The Passacaglia musical form is usually of a serious character and is typically based on a bass-ostinato and written in triple metre. The term passacaglia derives from the Spanish pasar (cross, pass) and calle (street). It originated in early 17th-century Spain as a strummed interlude between instrumentally accompanied dances or songs. Despite the form’s Spanish roots (confirmed by references in Spanish literature of the period), the first written examples of passacaglias are found in an Italian source dated 1606. These pieces, as well as others from Italian sources from the beginning of the century, are simple, brief sequences of chords outlining a cadential formula.
The passacaglia was redefined in the late 1620s by Italian composer Girolamo Frescobaldi, who transformed it into a series of continuous variations over a bass (which itself may be varied). A similar form, the chaconne, was also first developed by Frescobaldi. The two genres are closely related, and since “composers often used the terms chaconne and passacaglia indiscriminately … modern attempts to arrive at a clear distinction are arbitrary and historically unfounded”. The melodic pattern—usually four, six or eight (rarely seven) bars long—repeats without change through the duration of the piece, while the upper lines are varied freely, over the bass pattern serving as a harmonic anchor. The seventeenth-century chaconne, as found in Frescobaldi’s music, more often than not is in a major key, while the passacaglia is usually in a minor key. In eighteenth-century French practice, the passacaglia leans more strongly to the melodic basso ostinato, while the chaconne, “in a reversal of the [seventeenth-century] Italian practice, in various respects undergoes a freer treatment”.
One of the best known examples of the passacaglia in Western classical music is the Passacaglia and Fugue in C minor, BWV 582, for organ by Johann Sebastian Bach. The French clavecinists, especially Louis Couperin and his nephew François Couperin, used a variant of the form—the passacaille en rondeau—with a recurring episode between the variations. Heinrich Ignaz Franz Biber’s “Passacaglia”, the last piece of the monumental Rosary Sonatas, is one of the earliest known compositions for solo violin.
Nineteenth-century examples include the C-minor passacaglia for organ by Felix Mendelssohn, and the finale of Josef Rheinberger’s Eighth Organ Sonata. Notable passacaglias by Johannes Brahms can be found in the last movement of his Fourth Symphony, which many musicians place among Brahms’ finest compositions. Composed by Brahms to conform to the strict metrics of classical dance, British conductor Constant Lambert called the piece “grimly intellectual” In Brahms’s Variations on a Theme by Haydn, the bass repeats the same harmonic pattern throughout the piece. The first movement of Hans Huber’s Piano Concerto No. 3, Op. 113 (1899) is a passacaglia.
The passacaglia proved an enduring form throughout the twentieth century and beyond.
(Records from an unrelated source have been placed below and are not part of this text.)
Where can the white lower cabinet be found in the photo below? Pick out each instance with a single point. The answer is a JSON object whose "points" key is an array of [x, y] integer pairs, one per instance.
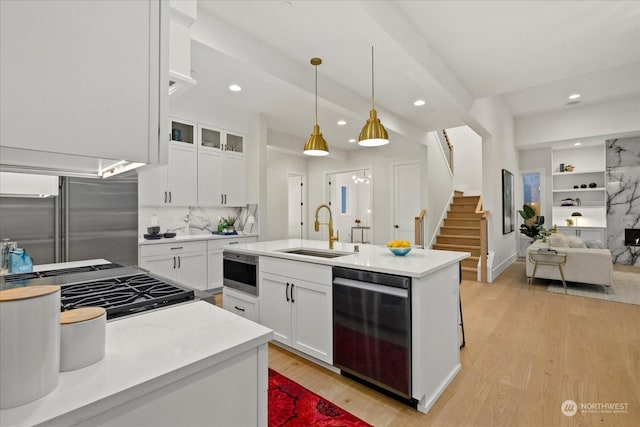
{"points": [[184, 262], [214, 258], [298, 310], [240, 303]]}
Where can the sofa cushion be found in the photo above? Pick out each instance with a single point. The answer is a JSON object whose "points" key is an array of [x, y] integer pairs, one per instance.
{"points": [[575, 242], [558, 240], [594, 244]]}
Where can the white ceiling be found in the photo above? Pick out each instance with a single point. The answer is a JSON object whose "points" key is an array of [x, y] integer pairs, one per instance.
{"points": [[532, 53]]}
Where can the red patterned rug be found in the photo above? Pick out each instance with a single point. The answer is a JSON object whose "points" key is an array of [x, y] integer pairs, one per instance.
{"points": [[292, 405]]}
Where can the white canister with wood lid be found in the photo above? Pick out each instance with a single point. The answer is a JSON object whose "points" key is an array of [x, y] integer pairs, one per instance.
{"points": [[82, 337], [29, 343]]}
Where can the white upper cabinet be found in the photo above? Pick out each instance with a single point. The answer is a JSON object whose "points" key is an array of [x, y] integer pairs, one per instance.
{"points": [[221, 168], [82, 79], [176, 183]]}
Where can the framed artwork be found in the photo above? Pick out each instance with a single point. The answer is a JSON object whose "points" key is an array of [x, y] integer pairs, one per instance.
{"points": [[508, 208]]}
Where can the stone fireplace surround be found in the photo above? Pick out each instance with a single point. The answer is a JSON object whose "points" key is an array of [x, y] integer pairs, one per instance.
{"points": [[623, 199]]}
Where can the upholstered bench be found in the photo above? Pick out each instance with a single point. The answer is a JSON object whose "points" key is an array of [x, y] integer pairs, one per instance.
{"points": [[583, 264]]}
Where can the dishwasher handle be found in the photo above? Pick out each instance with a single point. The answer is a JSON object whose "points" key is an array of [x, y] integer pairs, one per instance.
{"points": [[373, 287]]}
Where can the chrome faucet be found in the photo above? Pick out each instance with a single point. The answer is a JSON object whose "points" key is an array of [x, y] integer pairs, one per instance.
{"points": [[316, 226]]}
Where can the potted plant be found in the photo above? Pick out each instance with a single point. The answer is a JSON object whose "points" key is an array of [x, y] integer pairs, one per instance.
{"points": [[229, 222]]}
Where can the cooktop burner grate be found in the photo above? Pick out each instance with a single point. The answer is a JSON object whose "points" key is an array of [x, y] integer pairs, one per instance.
{"points": [[121, 296]]}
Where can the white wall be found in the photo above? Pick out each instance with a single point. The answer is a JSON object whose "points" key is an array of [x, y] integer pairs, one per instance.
{"points": [[380, 160], [498, 152], [607, 118], [279, 165], [467, 167]]}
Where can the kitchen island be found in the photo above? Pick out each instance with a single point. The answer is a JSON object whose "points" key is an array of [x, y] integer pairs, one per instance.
{"points": [[297, 291], [169, 366]]}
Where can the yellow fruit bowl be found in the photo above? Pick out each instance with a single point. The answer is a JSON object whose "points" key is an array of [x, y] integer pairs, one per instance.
{"points": [[400, 251]]}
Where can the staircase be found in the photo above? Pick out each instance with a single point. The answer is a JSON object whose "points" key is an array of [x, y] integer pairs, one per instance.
{"points": [[462, 232]]}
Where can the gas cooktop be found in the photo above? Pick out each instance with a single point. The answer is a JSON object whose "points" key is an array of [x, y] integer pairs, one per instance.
{"points": [[121, 291]]}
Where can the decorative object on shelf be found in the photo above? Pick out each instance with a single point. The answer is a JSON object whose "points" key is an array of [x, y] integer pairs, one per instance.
{"points": [[508, 209], [373, 134], [575, 215], [316, 144]]}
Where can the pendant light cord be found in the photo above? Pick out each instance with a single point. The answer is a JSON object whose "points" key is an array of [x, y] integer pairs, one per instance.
{"points": [[316, 94], [373, 106]]}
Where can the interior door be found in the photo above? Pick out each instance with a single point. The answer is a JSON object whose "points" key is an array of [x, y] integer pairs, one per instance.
{"points": [[406, 200], [296, 206]]}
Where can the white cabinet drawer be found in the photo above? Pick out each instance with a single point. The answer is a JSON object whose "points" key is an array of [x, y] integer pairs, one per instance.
{"points": [[296, 270], [220, 243], [172, 248], [242, 305]]}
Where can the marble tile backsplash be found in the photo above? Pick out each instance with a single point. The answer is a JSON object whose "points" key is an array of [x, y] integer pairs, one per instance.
{"points": [[191, 220], [623, 197]]}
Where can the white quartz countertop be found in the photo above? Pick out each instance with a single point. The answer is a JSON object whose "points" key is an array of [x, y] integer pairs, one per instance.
{"points": [[194, 237], [418, 263], [143, 353]]}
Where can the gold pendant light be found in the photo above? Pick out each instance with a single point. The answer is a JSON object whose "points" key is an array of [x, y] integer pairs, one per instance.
{"points": [[373, 134], [316, 145]]}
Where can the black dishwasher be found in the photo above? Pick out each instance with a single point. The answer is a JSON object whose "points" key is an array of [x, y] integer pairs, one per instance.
{"points": [[372, 328]]}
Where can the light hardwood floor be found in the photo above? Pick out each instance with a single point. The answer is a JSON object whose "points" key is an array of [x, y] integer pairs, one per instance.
{"points": [[527, 351]]}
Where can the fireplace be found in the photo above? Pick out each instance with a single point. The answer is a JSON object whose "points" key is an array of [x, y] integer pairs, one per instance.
{"points": [[632, 237]]}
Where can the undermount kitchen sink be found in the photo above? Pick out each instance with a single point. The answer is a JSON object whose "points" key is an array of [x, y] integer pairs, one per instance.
{"points": [[315, 252]]}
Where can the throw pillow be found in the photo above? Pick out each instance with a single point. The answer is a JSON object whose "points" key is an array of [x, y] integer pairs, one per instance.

In mid-century, one writer stated that “despite the inevitable lag in the performance of new music, there are more twentieth-century passacaglias in the active repertory of performers than baroque works in this form”. Three composers especially identified with the passacaglia are Benjamin Britten, Dmitri Shostakovich, and Paul Hindemith. Especially important examples of the form are found in the output of the Second Viennese School. Anton Webern’s Opus 1 is a Passacaglia for Orchestra, Arnold Schoenberg included a passacaglia movement, “Nacht”, in Pierrot lunaire, and Alban Berg, like Britten, used a passacaglia operatically, in act 1, scene 4 of Wozzeck.